You cannot move the upper bits of an XMM register into a general purpose register directly.
You'll have to follow a two-step process, which may or may not involve a roundtrip to memory or the destruction of a register.
in registers (SSE2)
movq rax,xmm0 ;lower 64 bits
movhlps xmm0,xmm0 ;move high 64 bits to low 64 bits.
movq rbx,xmm0 ;high 64 bits.
punpckhqdq xmm0,xmm0 is the SSE2 integer equivalent of movhlps xmm0,xmm0. Some CPUs may avoid a cycle or two of bypass latency if xmm0 was last written by an integer instruction, not FP.
via memory (SSE2)
movdqu [mem],xmm0
mov rax,[mem]
mov rbx,[mem+8]
slow, but does not destroy xmm register (SSE4.1)
mov rax,xmm0
pextrq rbx,xmm0,1 ;3 cycle latency on Ryzen! (and 2 uops)

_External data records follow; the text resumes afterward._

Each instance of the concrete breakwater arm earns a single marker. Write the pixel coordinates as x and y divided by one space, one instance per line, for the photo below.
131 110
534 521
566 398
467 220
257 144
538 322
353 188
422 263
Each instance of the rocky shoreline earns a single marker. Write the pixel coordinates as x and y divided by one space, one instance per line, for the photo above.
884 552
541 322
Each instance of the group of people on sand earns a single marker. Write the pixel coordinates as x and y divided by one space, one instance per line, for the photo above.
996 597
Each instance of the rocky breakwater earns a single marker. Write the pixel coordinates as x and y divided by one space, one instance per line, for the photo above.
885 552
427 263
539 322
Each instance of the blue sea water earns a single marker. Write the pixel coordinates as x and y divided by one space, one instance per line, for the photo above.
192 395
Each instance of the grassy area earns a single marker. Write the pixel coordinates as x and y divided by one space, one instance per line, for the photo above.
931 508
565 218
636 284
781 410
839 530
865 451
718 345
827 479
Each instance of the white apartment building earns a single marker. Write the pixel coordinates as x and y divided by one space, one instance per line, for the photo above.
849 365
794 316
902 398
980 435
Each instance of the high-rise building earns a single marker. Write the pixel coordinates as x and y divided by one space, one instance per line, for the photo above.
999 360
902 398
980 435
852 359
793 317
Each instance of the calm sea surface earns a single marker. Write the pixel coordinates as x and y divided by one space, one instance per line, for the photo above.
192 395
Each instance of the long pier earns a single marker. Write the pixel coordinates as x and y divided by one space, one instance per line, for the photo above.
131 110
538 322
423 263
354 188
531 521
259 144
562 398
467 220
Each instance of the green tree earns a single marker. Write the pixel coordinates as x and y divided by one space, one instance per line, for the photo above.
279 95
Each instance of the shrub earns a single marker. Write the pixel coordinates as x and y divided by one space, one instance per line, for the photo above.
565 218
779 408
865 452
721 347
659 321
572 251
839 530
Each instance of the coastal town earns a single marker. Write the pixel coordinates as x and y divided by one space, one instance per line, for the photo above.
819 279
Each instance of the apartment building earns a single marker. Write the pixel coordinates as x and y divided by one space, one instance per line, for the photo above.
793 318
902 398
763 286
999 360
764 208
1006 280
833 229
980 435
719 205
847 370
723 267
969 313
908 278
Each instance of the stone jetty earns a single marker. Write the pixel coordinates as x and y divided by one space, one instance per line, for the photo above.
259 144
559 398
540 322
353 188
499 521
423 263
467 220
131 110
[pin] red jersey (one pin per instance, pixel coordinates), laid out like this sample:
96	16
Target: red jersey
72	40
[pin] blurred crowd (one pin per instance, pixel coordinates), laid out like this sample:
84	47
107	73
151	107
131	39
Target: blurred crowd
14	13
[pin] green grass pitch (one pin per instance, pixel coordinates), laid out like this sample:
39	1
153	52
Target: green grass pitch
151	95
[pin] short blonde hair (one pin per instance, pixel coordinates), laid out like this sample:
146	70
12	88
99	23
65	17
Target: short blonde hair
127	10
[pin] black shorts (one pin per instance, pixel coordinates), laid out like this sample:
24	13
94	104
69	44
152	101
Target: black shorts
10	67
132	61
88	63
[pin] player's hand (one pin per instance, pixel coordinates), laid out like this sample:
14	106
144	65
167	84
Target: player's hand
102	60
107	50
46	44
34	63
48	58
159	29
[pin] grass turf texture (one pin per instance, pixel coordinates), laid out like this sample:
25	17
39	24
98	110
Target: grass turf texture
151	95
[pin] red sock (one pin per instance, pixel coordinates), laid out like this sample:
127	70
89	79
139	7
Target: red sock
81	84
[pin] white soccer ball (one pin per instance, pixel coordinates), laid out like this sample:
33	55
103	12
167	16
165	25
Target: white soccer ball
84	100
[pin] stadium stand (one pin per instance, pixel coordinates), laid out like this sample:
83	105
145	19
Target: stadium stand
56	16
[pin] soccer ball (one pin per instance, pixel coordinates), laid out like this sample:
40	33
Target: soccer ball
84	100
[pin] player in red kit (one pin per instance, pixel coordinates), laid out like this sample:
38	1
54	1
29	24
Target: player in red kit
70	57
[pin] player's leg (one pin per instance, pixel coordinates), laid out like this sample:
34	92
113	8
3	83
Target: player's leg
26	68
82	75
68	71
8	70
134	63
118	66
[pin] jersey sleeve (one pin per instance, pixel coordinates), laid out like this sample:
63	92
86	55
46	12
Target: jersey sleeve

A hybrid strategy is possible, e.g. store to memory, movd/q e/rax,xmm0 so it's ready quickly, then reload the higher elements. (Store-forwarding latency is not much worse than ALU, though.) That gives you a balance of uops for different back-end execution units. Store/reload is especially good when you want lots of small elements. (mov / movzx loads into 32-bit registers are cheap and have 2/clock throughput.)
For 32 bits, the code is similar:
in registers
movd eax,xmm0
psrldq xmm0,xmm0,4 ;shift 4 bytes to the right
movd ebx,xmm0
psrldq xmm0,xmm0,4 ; pshufd could copy-and-shuffle the original reg
movd ecx,xmm0 ; not destroying the XMM and maybe creating some ILP
psrlq xmm0,xmm0,4
movd edx,xmm0
via memory
movdqu [mem],xmm0
mov eax,[mem]
mov ebx,[mem+4]
mov ecx,[mem+8]
mov edx,[mem+12]
Not destroying xmm register (SSE4.1) (slow like the psrldq / pshufd version)
movd eax,xmm0
pextrd ebx,xmm0,1 ;3 cycle latency on Skylake!
pextrd ecx,xmm0,2 ;also 2 uops: like a shuffle(port5) + movd(port0)
pextrd edx,xmm0,3
The 64-bit shift variant can run in 2 cycles. The pextrq version takes 4 minimum. For 32-bit, the numbers are 4 and 10, respectively.